Get up and get moving!
Physical activity is crucial to the development of children’s gross motor skills and hand-eye coordination, according to Goodstart Warwick-Percy Street’s
centre director Megan Davis.
She is so passionate about helping children develop and grow, she interweaves regular physical activity into all of the centre’s programs.
"Before children start prep, they should be able to skip, hop, jump with two feet in the air, balance and run without bumping into each other," Ms Davis said.
“Our educators utilise group and individual games and activities to help children develop these skills.
“Games with rules, like What’s the time Mr.
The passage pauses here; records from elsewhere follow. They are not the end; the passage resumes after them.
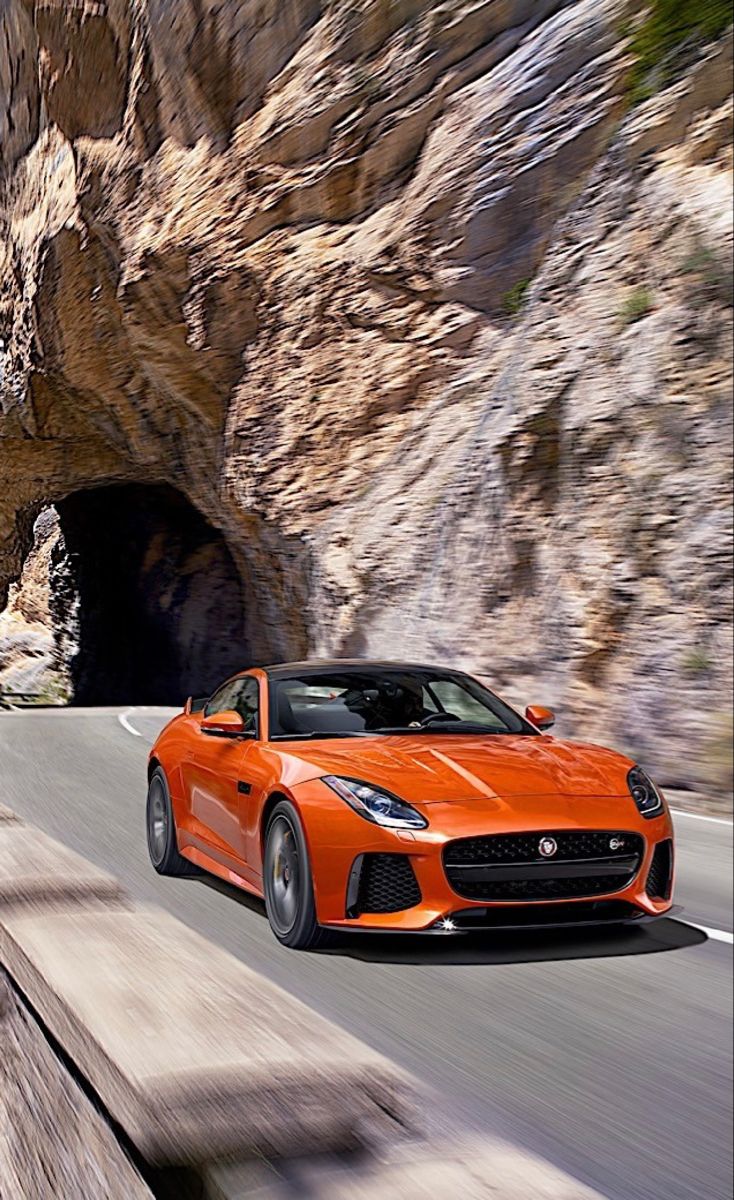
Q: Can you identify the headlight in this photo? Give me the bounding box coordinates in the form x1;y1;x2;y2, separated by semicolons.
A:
323;775;428;829
627;767;663;817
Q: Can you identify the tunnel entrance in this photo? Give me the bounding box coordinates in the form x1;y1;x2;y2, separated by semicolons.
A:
52;484;249;704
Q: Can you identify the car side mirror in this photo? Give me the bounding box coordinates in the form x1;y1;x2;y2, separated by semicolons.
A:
525;704;555;730
201;708;248;738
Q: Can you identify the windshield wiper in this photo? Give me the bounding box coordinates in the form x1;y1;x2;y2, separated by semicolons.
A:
369;720;511;734
270;730;373;742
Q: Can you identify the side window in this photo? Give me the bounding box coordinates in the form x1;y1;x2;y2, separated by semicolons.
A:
204;679;240;716
431;679;505;728
230;676;259;732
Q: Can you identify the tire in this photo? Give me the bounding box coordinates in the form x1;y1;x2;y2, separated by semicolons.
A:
145;767;191;875
263;800;331;950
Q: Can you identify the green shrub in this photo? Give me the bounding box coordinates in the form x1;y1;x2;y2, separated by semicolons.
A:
503;280;530;317
630;0;732;103
682;648;712;674
619;287;654;325
680;241;733;306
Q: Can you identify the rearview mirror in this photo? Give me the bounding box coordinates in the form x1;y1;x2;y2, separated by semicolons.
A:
201;708;247;738
525;704;555;730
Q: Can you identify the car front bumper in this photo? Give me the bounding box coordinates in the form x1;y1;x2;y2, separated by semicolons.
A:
294;780;674;934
Wolf? and Hop Scotch, traditional indigenous games such as : kai wed; ju-lu-hy-a or we-me and ball and parachute games all encourage children to be active.”
Ms Davis emphasised physical development did not simply mean the physical body.
“The health and wellbeing of the body is directly related to a healthy mind, and it’s important not to separate these.
“Our educator’s discuss with children how their body feels and what is happening in their body— fast heartbeat, shortness of breath, sweating etc. Having these mindful discussions brings children’s awareness to their body and helps them to understand the processes that are involved in keeping their body in tip-top shape.
“It’s also important in this fast paced world to show children how to rest and be kind to their bodies. A 10-minute yoga session in the morning that includes gross motor movements helps to wake-up the brain; and a few breathing exercises before rest time can be calming.
“Understanding the physiological processes that go on in the body can help children become mindful of how they react in certain situations (stressed, frightened, frustrated etc.) and give them coping strategies (deep breathing or counting to five).”
Ms Davis said educators extend learning about healthy physical lifestyles to families as well.
“At Goodstart, we help families connect with activities and events in the local area. One way we do this is via information boards and displays (with photos) of parks in the local area, recreational opportunities such as walking trails and sporting clubs that cater for young children (Hotshots Tennis; Little Athletics; swimming lessons).”
“The latest Australian Early Development Census (AEDC) data
shows the percentage of children vulnerable on the physical health and wellbeing domain has increased from 9.3 per cent in 2009 and 2012, to 9.7 per cent in 2015. Now, more than ever, we need to focus on and promote children’s physical-development.”
There are many more ways parents can incorporate physical activity at home. Our friends from Raising Children Network
have developed some tips to make physical activity fun for children up to five years old, including:
- Walking or taking a bike ride to a local park or playground.
- Playing music, or making sounds with your voice or instruments, to encourage dancing and a sense of rhythm.
- Getting your child to chase bubbles, walk along chalk lines and jump over cracks in the ground or puddles.